Not only must we end what the PwC, the global audit firm, described as its “blank cheque to spend money without limit or control,” those who fleeced the company, awarded dubious contracts and broke laws and regulations should be made to refund all missing funds, while past political figures that authorised fraudulent transactions should be investigated and prosecuted.
Brazilian prosecutors have hauled in the popular former president, Lula Inacio Da Silva, his son and 14 other top figures in a widening corruption investigation at the NOC, Petrobas. There can, therefore, be no sacred cows here. The NNPC has to be reined in. The government should not make the mistake of relying on the perceived integrity of the current petroleum minister alone. It is about processes and openness. The laws must be applied to the letter to disallow the NNPC and ministers from ever again spending as they like. Instructively, the NNPC’s reaction to the AGF’s report reverted to type: it accused the auditors of being “ignorant” of oil sector operations; it claimed to have made deductions for subsidy, for oil pipelines maintenance and for losses from vandalism. This is a recipe for fraud.
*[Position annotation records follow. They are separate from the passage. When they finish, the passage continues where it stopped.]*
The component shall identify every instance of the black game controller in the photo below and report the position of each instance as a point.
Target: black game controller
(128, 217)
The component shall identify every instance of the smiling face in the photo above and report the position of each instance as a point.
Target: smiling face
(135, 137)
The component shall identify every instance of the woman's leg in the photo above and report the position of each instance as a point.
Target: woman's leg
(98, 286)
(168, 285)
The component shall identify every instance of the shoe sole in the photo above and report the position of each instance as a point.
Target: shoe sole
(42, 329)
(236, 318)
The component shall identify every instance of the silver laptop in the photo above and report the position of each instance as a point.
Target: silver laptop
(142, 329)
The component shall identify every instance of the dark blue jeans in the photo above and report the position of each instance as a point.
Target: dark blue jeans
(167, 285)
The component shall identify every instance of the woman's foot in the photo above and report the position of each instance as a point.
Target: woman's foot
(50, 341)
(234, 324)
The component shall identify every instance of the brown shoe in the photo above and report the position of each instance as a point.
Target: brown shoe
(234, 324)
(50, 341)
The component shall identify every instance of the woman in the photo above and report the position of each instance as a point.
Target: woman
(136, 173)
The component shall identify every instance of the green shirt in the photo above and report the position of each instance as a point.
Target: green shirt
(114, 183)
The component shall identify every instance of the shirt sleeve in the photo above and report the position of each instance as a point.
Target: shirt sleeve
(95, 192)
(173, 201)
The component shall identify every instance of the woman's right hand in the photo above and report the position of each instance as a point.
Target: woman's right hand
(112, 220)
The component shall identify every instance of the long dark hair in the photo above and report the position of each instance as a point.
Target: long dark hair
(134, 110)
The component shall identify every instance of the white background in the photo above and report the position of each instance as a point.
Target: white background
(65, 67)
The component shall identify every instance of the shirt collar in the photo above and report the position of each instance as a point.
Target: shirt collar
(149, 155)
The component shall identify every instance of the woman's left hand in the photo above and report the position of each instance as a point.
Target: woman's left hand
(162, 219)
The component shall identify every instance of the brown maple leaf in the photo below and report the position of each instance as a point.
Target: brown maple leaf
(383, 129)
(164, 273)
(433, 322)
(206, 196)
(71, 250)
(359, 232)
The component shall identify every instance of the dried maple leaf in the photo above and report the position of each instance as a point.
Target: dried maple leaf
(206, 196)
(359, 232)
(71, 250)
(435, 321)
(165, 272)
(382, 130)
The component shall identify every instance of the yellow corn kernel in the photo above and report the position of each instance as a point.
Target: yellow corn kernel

The government should tidy up and totally overhaul NNPC’s accounting procedures in line with global best practices. The NNPC is the only public corporation in the world where “reconciliation” is permanently ongoing to determine its financial activities. Such reconciliation was arranged in 2014 after the then CBN governor alleged that perhaps $20 billion had not been remitted to government. But many issues remain unresolved and that should be the primary concern of Kachikwu. There is no word yet on the $6.8 billion that according to the Switzerland-based NGO, Berne Declaration, was stolen through dubious deals between “letter-box” firms and the NNPC, or the $1.6 billion that NEITI says it failed to account for.
The Federal Government should instead of reforms that entrench the failed state capitalism model, privatise all downstream assets of the NNPC. It should be a holding company, with a lean, compact workforce, holding the government’s equity in oil producing firms. Let the private sector run the downstream, while the government builds a strong, investment-friendly regulatory framework and provide efficient tax policies that will maximise the benefits of value addition and job creation, while promoting industry and exports.
Due to corruption and incompetence, the NNPC continues to incur losses, while NOCs like Saudi ARAMCO, according to Fortune Global 500, had revenues of $478 billion in 2015, Kuwait Petroleum Corporation $251-94 billion; Malaysia’s Petronas $100.74 billion, and Norway’s Statoil, $82.48 billion.
The institutional failure is most severe at the parliamentary level where federal lawmakers fail to exercise their constitutional oversight, but instead, wallow in corruption and extortion. If the National Assembly had been diligent these past 16 years, NNPC’s and the Executive’s lawlessness would have been squelched.
The change agenda demands very strong action from all arms of government to uncover all past misdeeds, tidy up the books, restructure the NNPC and prosecute all law breakers.